Le représentant syndical de Sud Chimie Toulouse ajoute, acide : "C'est d'ailleurs la stratégie de Sanofi, qui attend que ça dégraisse tout seul !"

Des reconversions dans la pâtisserie

De retour sur le marché du travail, les anciens salariés Sanofi de Toulouse ont suivi des voies différentes. "Certains ont retrouvé du travail ailleurs", se réjouit Pascale Legoux. "Notamment chez Airbus et Pierre Fabre", croit savoir Laurent Besson-Imbert. "D'autres ont suivi des formations financées par Sanofi avant d'emprunter d'autres voies", indique Pascale Legoux. Un choix plus ou moins payant, selon elle : "Certains sont malheureusement au chômage, mais d'autres réussissent très bien et ont retrouvé du travail."

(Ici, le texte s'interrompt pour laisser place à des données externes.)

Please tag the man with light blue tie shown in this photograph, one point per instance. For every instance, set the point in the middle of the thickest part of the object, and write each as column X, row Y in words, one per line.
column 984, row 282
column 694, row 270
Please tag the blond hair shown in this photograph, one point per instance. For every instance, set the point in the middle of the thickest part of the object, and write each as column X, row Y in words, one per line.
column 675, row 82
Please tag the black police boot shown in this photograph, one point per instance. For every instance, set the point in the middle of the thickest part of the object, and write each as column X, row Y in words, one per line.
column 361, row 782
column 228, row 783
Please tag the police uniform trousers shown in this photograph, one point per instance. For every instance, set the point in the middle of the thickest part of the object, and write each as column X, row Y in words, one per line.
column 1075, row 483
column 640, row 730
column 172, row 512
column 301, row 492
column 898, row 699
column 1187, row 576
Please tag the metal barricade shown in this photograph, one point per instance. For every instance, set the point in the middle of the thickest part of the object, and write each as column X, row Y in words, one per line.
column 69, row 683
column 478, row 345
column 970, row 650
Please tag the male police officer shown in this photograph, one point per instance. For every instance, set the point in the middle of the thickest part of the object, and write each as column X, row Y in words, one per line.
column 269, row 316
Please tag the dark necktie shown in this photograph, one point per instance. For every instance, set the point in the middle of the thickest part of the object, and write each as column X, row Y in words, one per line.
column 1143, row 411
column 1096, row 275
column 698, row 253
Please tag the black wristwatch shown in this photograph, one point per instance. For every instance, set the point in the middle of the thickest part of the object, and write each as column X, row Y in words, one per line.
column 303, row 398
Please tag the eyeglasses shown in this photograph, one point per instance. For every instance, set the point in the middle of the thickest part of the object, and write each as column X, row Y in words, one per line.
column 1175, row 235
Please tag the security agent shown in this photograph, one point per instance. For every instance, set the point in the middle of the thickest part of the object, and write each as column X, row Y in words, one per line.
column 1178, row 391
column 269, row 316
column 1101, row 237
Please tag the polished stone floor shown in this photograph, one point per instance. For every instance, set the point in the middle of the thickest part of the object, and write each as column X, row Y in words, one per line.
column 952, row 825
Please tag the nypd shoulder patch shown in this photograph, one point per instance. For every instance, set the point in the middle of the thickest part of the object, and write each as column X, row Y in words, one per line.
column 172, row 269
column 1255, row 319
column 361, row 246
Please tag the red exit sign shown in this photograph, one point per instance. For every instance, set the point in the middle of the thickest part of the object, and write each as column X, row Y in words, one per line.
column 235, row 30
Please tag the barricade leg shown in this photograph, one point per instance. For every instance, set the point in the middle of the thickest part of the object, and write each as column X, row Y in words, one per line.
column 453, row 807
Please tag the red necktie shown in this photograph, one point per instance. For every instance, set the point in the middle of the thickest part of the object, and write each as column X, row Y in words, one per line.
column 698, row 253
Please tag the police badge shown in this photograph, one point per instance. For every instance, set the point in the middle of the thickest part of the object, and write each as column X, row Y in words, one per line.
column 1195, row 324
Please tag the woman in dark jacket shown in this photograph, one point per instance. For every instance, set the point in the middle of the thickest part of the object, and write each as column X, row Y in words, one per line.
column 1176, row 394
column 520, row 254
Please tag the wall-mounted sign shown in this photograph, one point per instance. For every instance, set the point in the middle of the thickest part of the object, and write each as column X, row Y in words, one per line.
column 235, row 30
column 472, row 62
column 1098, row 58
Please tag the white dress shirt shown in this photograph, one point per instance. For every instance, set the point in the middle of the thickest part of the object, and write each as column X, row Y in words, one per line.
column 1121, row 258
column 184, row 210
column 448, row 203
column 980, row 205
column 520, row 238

Avec des cas de reconversions parfois étonnants, comme cet ancien Sanofi devenu pépiniériste. Et même ces "quatre ou cinq cas" de reconversions recensés par Laurent Besson-Imbert... dans la pâtisserie.

"Je ne juge surtout pas, mais c'est parfois un gâchis, soupire le syndicaliste. Nous avions ici des gens avec un potentiel fort, une réelle expérience dans leur métier. Mais, à un certain moment, Sanofi acceptait tout. On serait venu en disant 'je veux faire de la peinture sur escargots', ça aurait été OK. Ils voulaient juste se désengager. Tout départ était bon."

Et tout retour, plutôt compliqué. Certains salariés, qui avaient choisi de quitter Sanofi, ont ensuite voulu réintégrer le groupe. "Mais ce n'était plus possible", glisse Pascale Legoux.

Quelques créations d'entreprises

Quelques anciens Sanofi Toulouse ont par ailleurs fait le pari de la création d'entreprise, avec le soutien de leur ancien groupe, dans des secteurs divers : big data, coaching, biostatistique... Didier Payen est l'un d'entre eux. "J'étais directeur de la formation pour la R&D et j'avais un choix à faire, confie-t-il. Je pouvais occuper les mêmes fonctions dans le groupe. On me proposait de travailler à Paris au moins trois jours par semaine. Ou je pouvais sortir et essayer autre chose." Il choisira finalement cette seconde option, en créant en octobre 2014 la société de conseil en organisation et gestion de la formation Themanis et en s'associant par ailleurs au groupe Rist, à travers l'activité Rist Training.

"Les conditions de sortie étaient très favorables, assure-t-il. J'ai bénéficié d'une indemnité de départ correspondant à quatre ans de salaire, mais aussi d'un coup de pouce de la cellule essaimage de Sanofi."

Un soutien sous forme d'accompagnement, d'aide à la validation de son projet, mais pas seulement. "Au total, j'ai reçu des aides financières de Sanofi à hauteur de 40 000 euros", comptabilise Didier Payen, qui est par ailleurs toujours hébergé - gracieusement - dans les locaux toulousains du groupe. Aujourd'hui, l'homme dit ne pas regretter son choix. "Être son propre patron, ça change la vie, confie-t-il. Je me lève tous les matins à la même heure qu'avant, mais je ne mets plus de réveil."